Analysts blamed high ratings from compliant domestic ratings agencies and possible collaboration between issuers and the state-owned banks that dominate the market.
They also noted that offer documents for such issues lacked proper disclosure, usually doing little more than parroting the provinces' five-year plans.
Only province-level governments will be allowed to issue bonds, making thousands of lower-level city and county authorities dependent on provincial governments for their funding.
"With key players starved of money, a vicious competition may emerge between cities and counties over the distribution of the proceeds of provincial bond issues," said a trader at a Chinese commercial bank in Shanghai.
While making lower-tier governments work harder to justifying spending would be no bad thing, it could create big problems if the process is not handled efficiently, he warned.
Tackling risk-pricing distortions could also prove tough, since few domestic investors believe Beijing would really let a province default on its bonds, and the wording of the cabinet decree suggests central government will play an active role when defaults threaten.

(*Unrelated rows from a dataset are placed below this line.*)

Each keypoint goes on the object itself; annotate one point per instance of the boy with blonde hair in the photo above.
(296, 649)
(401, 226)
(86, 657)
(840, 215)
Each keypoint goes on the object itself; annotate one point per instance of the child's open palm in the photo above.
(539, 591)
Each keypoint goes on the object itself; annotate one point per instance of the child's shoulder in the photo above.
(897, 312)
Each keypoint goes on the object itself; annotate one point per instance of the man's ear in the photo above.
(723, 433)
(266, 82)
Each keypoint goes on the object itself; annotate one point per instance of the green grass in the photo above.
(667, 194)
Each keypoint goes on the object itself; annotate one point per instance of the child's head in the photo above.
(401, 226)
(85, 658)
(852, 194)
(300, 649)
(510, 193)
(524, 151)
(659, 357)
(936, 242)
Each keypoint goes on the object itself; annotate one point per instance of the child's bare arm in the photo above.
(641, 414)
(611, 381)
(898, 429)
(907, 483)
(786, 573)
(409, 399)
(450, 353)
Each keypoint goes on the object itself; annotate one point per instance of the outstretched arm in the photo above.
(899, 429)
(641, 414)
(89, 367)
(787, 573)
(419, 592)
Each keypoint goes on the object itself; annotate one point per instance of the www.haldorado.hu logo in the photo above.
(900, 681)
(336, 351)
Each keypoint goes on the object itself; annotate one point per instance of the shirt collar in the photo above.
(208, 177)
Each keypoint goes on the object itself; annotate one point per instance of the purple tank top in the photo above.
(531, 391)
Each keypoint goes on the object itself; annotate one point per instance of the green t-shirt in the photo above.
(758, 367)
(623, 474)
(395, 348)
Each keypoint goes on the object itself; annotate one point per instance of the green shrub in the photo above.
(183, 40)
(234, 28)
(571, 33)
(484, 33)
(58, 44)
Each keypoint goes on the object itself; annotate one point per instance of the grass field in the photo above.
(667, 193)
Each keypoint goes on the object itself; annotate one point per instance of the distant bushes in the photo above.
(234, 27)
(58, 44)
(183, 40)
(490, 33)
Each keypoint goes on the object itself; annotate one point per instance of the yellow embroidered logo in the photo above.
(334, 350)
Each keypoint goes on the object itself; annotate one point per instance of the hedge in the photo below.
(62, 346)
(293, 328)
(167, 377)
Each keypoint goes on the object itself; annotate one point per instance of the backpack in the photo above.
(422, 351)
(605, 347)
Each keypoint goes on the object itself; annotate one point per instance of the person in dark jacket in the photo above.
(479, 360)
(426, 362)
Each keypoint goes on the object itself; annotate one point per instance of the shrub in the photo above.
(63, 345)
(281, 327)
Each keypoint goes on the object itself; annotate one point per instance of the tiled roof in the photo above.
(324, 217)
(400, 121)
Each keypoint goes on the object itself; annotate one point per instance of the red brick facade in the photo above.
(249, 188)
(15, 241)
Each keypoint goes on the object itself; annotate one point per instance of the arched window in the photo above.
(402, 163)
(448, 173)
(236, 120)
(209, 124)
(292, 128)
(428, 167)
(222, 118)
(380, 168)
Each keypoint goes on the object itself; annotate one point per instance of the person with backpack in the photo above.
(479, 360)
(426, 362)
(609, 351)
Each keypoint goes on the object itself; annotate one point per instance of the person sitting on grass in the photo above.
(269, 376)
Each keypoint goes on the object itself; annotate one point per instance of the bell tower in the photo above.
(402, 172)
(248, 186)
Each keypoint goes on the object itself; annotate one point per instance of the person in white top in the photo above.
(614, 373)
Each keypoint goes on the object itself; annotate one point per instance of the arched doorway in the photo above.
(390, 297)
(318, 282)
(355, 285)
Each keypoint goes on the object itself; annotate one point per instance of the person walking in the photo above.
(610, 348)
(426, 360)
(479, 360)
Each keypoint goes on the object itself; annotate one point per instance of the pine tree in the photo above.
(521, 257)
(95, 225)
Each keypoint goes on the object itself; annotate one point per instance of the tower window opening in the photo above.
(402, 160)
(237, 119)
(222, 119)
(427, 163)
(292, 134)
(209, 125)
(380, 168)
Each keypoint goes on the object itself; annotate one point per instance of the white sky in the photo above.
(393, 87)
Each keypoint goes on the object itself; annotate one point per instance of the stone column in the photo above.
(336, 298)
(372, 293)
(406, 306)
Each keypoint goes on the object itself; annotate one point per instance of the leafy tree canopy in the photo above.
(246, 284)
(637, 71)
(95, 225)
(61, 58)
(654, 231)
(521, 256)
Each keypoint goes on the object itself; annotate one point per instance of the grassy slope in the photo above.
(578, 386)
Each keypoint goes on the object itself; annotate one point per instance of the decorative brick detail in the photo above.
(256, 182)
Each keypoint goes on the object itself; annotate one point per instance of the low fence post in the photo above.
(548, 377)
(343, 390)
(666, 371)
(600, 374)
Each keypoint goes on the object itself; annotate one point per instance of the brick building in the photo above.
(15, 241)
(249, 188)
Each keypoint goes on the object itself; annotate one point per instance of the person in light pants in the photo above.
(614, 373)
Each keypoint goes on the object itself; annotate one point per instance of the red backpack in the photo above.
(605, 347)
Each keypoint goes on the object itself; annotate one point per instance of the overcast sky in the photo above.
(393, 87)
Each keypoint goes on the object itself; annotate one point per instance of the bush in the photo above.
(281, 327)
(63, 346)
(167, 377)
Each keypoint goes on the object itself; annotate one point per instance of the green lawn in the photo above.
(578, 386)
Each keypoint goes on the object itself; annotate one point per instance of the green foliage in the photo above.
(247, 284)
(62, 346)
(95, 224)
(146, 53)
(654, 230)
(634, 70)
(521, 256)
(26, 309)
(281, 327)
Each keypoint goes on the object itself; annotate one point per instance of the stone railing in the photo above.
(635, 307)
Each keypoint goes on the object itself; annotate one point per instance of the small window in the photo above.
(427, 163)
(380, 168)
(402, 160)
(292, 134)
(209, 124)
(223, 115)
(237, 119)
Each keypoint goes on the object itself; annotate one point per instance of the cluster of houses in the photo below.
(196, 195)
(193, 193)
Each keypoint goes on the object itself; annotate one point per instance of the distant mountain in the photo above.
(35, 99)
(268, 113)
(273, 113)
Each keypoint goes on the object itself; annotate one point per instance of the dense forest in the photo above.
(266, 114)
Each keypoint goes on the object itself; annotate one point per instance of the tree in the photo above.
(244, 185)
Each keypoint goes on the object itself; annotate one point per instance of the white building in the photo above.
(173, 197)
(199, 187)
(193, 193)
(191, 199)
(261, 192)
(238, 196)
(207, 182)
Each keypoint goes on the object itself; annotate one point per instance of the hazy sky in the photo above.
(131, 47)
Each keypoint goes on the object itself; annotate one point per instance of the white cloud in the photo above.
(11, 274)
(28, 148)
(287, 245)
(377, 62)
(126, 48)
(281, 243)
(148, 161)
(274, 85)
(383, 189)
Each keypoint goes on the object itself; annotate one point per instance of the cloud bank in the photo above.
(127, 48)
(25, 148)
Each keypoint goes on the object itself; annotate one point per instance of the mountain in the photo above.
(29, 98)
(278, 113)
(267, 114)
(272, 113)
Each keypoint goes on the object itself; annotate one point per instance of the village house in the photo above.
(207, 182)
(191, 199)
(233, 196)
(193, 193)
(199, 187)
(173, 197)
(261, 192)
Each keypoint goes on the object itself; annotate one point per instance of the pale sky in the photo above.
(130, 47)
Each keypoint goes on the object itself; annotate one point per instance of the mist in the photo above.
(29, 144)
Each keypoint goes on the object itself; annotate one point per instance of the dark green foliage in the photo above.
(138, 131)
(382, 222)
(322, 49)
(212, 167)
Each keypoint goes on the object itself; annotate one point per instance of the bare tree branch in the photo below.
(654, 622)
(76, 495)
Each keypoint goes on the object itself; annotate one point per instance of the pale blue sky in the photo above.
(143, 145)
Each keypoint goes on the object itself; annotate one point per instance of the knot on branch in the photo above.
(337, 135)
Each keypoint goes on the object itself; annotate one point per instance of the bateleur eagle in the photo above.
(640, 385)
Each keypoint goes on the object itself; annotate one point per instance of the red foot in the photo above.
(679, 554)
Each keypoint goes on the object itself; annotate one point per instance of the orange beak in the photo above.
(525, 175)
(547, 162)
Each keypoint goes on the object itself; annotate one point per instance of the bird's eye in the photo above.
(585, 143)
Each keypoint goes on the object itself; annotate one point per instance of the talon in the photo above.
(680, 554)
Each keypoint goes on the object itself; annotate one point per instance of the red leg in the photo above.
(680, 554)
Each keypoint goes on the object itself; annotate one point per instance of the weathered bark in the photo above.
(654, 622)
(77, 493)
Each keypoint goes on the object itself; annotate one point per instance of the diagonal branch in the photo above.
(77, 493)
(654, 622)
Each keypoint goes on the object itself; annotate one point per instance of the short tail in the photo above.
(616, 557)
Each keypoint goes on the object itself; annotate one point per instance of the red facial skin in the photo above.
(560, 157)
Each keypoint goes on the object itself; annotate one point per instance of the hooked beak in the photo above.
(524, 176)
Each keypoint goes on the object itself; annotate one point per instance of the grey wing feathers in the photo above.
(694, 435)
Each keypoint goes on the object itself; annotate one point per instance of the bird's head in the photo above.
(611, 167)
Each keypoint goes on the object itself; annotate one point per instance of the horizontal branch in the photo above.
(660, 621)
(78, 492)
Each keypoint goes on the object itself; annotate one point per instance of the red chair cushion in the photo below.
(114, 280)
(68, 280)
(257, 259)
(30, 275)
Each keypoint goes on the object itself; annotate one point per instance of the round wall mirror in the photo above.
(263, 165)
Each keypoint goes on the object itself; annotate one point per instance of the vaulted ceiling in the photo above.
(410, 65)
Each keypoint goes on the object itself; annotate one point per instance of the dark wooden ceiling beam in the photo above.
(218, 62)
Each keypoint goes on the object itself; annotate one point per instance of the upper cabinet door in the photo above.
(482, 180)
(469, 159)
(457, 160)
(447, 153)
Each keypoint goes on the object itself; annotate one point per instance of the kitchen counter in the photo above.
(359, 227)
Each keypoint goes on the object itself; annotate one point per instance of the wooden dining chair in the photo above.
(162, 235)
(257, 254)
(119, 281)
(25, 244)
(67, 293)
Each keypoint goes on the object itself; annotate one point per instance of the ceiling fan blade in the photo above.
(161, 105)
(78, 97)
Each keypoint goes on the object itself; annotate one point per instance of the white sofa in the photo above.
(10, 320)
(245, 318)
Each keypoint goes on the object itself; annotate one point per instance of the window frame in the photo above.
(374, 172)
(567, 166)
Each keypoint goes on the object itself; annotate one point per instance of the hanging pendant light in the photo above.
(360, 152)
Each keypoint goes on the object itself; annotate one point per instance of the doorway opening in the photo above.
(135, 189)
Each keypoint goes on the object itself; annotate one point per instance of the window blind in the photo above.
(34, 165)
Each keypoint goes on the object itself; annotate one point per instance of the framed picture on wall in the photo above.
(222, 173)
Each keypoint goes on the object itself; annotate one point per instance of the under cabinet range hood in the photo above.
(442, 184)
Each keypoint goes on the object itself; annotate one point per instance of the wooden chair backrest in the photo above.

While regulators have promised an end to the days when lending to state-linked actors was a one-way bet, that message has been muted in practice.
In March, China's first public bond default, by Chaori Solar, was initially trumpeted as a sign that Beijing was serious about allowing defaults in the name of better risk pricing, but it ended with a bailout by a government-linked investment consortium.
The implicit state guarantee, combined with high yields relative to developed economy bonds, might well make the bonds attractive to investors looking for exposure to China.
"There will be strong (foreign) interest in muni bonds, which offer more diversity in addition to government and policy bank bonds," said Ivan Chung, senior vice president at Moody's in Hong Kong.
And domestic state-owned banks, which have always been the primary bond-market participants in China, are also likely to remain reliable buyers of the new issues.
But that poses problems for China's broader reform purpose; such muni bonds would outshine private sector issuers, which are considered more risky, aggravating the misallocation of capital in China to less efficient state firms.
Jin Wu, vice president at China Chengxin International Credit Rating Co, said it was already increasingly difficult for small and medium-sized private businesses to issue debt, given the draw of state issuers.
"If you're an SOE and have government backing, you can borrow at a much lower rate for the same rating (as a private firm)."